A total of 49 full-time equivalent jobs are being eliminated, including seven teachers. As part of the deficit reduction plan, all of the 16 paraprofessionals who work in Kindergarten classes will be eliminated. Just a few years ago, the schools eliminated teachers’ aides in First Grade. The Birmingham school district has cut a total of $13.5 million over the past five years.
* Brighton Area Schools, located west of Detroit in Livingston County, have about 7,200 students in K-12 public schools. The district projects a $2.1 million deficit for next year. If the district tried to eliminate a deficit of this size with teacher layoffs alone, 35 teachers would lose their jobs.
* Pellston Public Schools, in the state’s northern lower peninsula, have eliminated four teaching positions and increased high school class periods from six to seven. Littlefield School district must come up with $400,000 to cover its deficit, and has already laid-off teachers. The two Emmet County school districts have a total enrollment of about 730 and 380 students, respectively.
* The Meridian Board of Education approved $735,889 in budget cuts for the 2007-2008 school year at last Monday’s regular meeting, eliminating seven-and-a-half teaching positions, and other cuts, to be rescinded if enough teachers accept an incentive to retire. There are about 1,500 students in this Midland County school district.
* The Charlevoix district, with about 1,300 students, reports a $1.1 million deficit, with rising personnel, retirement and healthcare costs and a decline in enrollment of 60 students for next year.
* Jackson County school district, with nearly 2,500 students, faces a predicted $1.4 million budget deficit next year.
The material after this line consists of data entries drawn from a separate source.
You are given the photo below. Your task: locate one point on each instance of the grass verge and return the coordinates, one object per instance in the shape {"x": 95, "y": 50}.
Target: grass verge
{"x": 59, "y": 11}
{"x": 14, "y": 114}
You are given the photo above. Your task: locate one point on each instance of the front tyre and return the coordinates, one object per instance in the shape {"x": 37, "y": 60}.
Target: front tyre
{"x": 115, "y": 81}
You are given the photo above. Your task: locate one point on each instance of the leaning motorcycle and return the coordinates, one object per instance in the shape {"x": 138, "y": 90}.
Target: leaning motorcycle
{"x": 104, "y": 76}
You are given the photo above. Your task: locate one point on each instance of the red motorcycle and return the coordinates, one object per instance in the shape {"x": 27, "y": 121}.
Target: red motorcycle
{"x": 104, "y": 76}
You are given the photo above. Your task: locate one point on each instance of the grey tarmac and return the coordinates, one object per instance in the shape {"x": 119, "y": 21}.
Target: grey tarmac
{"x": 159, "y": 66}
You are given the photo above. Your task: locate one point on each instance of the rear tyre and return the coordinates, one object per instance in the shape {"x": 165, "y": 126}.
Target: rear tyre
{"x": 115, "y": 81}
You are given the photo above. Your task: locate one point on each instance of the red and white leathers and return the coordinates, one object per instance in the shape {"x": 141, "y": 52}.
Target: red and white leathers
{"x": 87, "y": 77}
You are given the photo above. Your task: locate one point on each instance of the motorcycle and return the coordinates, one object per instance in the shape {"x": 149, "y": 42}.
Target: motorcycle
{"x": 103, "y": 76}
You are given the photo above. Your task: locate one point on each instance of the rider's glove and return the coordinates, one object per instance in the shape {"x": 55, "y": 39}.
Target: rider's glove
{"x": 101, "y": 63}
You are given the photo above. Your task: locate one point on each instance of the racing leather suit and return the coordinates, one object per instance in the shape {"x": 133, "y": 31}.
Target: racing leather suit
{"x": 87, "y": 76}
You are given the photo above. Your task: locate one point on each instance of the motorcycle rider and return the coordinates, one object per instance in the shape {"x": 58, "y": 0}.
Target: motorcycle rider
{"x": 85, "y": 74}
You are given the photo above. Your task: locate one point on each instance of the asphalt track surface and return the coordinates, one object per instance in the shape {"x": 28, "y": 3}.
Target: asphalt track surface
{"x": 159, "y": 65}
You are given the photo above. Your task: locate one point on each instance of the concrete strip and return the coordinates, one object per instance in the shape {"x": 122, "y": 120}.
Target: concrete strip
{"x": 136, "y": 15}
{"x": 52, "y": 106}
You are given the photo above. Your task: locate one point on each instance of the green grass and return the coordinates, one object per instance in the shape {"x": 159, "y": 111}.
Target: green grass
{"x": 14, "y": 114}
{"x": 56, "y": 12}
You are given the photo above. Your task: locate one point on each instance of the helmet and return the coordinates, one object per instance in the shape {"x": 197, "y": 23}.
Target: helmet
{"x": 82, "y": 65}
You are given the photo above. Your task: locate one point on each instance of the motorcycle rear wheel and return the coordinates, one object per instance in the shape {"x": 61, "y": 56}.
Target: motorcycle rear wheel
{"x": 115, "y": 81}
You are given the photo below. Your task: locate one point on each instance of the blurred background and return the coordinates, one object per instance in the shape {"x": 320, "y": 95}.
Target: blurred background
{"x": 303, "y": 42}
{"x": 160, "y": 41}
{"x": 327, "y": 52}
Northwest High School may lose up to 15 teachers.
Even the few school districts with some savings are expecting no help in the coming years, and are attempting to impose drastic cuts on workers, pointing to Granholm’s threat. In the South Redford school district near Detroit, for example, officials are planning to reduce spending to cover a projected deficit of $1.4 million for next year. A new contract with custodians, transportation workers and maintenance staff reduces their pay next year by up to $3 an hour and adds health insurance premiums, saving the district $400,000. School officials are subcontracting substitute teachers and raising pay-to-play fees for student athletes. Other money will come from the district’s rainy day fund of $3.6 million.